Modular interpretation of the modular curve associated to $\Gamma_0(N)\cap\Gamma_1(p^s)$

Question

Let $p$ prime, $N\ge 1$ with $p\nmid N$, $s\ge 1$. Let $\Phi_s=\Gamma_0(N)\cap\Gamma_1(p^s)$. Let $Y_s$ be the open curve $\mathcal{H}/\Phi_s$, where $\mathcal{H}$ is the complex upper half plane.
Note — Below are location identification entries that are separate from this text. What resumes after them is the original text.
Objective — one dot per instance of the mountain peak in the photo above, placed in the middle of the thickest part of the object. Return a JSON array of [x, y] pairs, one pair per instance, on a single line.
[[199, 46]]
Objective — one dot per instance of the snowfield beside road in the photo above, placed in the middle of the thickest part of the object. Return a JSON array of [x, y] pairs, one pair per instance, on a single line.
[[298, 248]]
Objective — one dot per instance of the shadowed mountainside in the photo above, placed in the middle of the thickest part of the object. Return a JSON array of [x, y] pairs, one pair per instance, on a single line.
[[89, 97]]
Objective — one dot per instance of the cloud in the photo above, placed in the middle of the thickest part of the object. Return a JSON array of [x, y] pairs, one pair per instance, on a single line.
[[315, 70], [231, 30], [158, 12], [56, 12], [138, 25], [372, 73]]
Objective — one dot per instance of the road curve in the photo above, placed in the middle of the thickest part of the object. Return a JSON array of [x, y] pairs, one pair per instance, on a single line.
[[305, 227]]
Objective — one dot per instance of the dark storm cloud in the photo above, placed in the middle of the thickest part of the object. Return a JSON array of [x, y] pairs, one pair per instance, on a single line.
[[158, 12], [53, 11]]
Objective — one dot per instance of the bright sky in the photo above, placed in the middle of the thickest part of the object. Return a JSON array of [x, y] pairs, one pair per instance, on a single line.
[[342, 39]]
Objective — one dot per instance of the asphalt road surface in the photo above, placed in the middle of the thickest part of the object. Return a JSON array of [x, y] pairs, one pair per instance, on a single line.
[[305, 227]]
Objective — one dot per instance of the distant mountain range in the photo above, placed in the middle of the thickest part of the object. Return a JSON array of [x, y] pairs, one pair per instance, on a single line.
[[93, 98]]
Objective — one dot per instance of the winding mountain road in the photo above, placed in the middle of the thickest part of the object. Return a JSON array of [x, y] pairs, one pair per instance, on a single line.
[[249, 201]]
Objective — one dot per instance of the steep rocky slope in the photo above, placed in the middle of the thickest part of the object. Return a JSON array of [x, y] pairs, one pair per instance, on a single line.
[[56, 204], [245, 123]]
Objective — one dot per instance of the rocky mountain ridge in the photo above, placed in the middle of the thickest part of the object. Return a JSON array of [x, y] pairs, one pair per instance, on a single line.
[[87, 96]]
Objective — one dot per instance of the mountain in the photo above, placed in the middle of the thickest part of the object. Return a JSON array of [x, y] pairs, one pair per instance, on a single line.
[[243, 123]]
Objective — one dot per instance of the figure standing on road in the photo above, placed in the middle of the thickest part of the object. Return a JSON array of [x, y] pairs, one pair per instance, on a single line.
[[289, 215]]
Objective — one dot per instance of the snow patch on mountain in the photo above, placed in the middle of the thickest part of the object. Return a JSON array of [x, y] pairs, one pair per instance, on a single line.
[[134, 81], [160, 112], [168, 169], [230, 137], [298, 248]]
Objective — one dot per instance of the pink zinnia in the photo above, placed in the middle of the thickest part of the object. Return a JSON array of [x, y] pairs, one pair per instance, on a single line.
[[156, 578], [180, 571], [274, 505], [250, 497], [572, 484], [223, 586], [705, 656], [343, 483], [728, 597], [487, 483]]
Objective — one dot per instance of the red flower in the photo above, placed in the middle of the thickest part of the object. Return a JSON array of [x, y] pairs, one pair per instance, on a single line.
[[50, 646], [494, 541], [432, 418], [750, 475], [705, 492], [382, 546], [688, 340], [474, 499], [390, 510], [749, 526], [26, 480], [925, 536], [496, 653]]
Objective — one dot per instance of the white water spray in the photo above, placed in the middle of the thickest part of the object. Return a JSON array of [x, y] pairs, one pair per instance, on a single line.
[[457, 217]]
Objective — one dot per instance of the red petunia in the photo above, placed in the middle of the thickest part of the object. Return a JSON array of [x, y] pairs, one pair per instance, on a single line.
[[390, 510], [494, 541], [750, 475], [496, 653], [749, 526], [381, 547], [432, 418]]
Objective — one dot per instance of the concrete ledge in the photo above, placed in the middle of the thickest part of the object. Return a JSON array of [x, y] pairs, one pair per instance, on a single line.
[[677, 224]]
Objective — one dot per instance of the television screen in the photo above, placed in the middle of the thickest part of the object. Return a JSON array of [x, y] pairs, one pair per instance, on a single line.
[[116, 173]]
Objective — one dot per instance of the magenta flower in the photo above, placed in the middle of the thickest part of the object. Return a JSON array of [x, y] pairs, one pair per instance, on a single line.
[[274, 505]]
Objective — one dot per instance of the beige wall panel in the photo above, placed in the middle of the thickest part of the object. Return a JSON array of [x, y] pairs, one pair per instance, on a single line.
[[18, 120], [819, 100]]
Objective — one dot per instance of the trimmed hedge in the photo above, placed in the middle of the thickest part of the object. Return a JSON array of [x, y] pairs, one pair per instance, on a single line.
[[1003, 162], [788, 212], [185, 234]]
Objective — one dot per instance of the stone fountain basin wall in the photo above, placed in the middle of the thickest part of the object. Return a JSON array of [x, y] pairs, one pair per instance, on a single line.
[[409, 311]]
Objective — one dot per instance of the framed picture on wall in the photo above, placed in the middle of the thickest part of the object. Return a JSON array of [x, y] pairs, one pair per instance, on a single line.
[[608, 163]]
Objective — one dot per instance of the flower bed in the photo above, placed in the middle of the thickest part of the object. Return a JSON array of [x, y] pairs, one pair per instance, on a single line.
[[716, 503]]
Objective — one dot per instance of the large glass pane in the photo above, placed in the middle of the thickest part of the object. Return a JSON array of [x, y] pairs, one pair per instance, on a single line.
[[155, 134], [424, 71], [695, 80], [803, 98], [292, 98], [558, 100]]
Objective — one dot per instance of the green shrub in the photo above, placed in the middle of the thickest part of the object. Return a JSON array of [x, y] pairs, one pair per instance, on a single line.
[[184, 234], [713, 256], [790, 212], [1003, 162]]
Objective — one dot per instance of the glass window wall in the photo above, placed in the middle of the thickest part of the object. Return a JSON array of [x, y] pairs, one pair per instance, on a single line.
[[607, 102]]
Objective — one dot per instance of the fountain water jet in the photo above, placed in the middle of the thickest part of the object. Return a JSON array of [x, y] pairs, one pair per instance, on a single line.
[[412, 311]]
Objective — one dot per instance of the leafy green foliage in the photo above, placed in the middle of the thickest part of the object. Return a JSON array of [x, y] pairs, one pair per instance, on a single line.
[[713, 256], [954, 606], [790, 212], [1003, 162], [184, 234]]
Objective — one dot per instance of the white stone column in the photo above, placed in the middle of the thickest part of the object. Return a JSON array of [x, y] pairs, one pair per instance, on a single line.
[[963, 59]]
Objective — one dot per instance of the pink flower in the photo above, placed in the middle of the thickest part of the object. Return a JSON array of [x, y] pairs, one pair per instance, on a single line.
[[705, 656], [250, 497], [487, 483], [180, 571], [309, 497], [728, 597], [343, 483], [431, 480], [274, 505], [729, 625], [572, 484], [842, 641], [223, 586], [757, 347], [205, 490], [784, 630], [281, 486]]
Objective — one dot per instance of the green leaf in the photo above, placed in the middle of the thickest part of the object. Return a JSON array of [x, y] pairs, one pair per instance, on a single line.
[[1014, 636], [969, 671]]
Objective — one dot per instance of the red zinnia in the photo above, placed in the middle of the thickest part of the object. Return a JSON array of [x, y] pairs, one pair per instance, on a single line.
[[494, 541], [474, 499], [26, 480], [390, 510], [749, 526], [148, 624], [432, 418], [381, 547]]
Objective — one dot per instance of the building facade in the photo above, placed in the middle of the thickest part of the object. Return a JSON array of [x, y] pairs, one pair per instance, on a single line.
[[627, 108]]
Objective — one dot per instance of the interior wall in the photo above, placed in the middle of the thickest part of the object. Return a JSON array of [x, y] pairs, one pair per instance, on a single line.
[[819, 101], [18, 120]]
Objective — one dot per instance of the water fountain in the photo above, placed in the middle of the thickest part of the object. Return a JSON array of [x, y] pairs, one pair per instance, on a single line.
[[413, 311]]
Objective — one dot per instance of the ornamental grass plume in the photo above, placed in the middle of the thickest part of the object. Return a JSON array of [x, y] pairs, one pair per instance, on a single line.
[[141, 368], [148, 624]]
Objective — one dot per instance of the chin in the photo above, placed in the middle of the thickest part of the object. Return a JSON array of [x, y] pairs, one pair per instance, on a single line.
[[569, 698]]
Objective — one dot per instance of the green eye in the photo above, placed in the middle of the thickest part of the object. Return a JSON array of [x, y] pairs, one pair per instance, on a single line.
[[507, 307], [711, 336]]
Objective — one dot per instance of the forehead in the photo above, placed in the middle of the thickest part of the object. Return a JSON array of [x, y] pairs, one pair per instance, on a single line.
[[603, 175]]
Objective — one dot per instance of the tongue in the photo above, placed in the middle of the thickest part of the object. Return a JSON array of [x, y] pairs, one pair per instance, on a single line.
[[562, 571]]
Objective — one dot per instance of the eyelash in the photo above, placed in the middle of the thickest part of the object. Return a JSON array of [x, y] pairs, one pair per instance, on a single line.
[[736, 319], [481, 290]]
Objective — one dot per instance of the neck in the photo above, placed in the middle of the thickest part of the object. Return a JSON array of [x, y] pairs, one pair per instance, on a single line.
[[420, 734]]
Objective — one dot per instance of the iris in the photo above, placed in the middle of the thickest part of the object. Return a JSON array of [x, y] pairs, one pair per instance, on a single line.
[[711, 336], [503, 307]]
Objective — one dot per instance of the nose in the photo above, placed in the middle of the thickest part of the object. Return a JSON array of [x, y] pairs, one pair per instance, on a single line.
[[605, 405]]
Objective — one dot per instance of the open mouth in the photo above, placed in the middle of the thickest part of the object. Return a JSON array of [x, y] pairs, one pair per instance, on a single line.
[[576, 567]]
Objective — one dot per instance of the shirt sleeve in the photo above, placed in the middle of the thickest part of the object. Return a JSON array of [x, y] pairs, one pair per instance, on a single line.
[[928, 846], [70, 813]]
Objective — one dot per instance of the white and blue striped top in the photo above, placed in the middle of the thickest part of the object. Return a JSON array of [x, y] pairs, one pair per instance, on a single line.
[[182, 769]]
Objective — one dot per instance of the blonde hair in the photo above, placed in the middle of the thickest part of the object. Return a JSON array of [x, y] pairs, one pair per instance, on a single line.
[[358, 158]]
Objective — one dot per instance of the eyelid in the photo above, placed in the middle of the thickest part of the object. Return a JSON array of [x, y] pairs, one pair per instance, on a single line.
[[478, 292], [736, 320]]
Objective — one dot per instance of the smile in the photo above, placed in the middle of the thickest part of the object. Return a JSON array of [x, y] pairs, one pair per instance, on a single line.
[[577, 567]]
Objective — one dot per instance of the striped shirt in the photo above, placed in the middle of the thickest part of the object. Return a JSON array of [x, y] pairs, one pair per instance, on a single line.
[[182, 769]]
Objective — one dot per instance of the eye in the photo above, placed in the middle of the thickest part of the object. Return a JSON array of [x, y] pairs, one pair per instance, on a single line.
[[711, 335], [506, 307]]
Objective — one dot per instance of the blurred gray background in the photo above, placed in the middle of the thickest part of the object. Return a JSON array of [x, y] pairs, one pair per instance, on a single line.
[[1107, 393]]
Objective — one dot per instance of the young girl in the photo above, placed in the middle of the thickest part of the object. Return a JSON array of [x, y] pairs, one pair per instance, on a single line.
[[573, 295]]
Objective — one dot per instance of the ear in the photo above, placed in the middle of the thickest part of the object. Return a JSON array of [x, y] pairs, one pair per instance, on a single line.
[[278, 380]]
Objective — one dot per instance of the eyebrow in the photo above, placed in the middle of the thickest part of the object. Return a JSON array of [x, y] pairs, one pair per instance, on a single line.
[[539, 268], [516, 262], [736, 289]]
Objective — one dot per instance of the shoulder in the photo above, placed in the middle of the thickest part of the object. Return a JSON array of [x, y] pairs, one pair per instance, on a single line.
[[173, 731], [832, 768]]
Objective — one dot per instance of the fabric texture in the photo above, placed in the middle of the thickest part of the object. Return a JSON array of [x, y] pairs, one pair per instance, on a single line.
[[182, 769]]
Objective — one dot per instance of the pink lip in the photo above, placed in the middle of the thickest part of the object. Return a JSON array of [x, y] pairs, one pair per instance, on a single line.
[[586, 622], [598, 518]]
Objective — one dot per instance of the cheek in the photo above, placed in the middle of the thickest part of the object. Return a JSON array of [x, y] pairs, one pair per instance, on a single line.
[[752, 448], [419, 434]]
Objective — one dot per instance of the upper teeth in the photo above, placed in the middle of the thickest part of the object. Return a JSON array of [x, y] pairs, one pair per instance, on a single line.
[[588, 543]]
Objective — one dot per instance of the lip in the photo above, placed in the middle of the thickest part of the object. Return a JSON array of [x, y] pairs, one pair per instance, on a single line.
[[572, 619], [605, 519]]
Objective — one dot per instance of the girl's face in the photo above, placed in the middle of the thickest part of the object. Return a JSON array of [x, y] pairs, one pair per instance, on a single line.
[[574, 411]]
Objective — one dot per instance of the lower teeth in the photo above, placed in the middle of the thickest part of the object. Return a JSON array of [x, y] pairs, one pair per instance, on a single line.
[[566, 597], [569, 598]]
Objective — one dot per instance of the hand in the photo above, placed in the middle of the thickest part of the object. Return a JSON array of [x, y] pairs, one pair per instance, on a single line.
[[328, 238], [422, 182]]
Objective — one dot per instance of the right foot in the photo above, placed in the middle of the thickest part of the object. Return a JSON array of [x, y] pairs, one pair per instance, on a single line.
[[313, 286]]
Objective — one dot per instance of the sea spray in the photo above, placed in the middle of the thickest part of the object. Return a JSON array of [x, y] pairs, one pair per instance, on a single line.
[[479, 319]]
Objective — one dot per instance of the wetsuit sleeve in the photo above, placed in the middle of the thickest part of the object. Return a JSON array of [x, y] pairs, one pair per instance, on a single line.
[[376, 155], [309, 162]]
Why is it true that $Y_s$ is the space of triples $(E,C,P)$ with $E/\mathbb{C}$ elliptic curve, $C$ subgroup of $E$ of order $N$ and $P$ point of $E$ of order $p^s$ (modulo isomorphism)?

Moreover, why the natural degeneracy map $Y_{s+1}\to Y_s$ given by the inclusion $\Phi_{s+1}\subseteq \Phi_s$ corresponds to the map $(E,C,P)\mapsto (E,C,pP)$?

I am reading this in an article, and I'm familiar with the modular interpretations of the classical modular curves $Y_0(N)$, $Y_1(N)$, $Y(N)$ (from Diamond-Shurman). Of course the fact that $Y_s$ must have this modular interpretation is believable, but I can't get a precise proof of this.

Answer 1

Consider $P: \tau \longmapsto (E_{\tau}=\mathbb{C}/(\mathbb{Z}{\tau}\oplus \mathbb{Z}),\langle 1/N\rangle,1/p^s)$.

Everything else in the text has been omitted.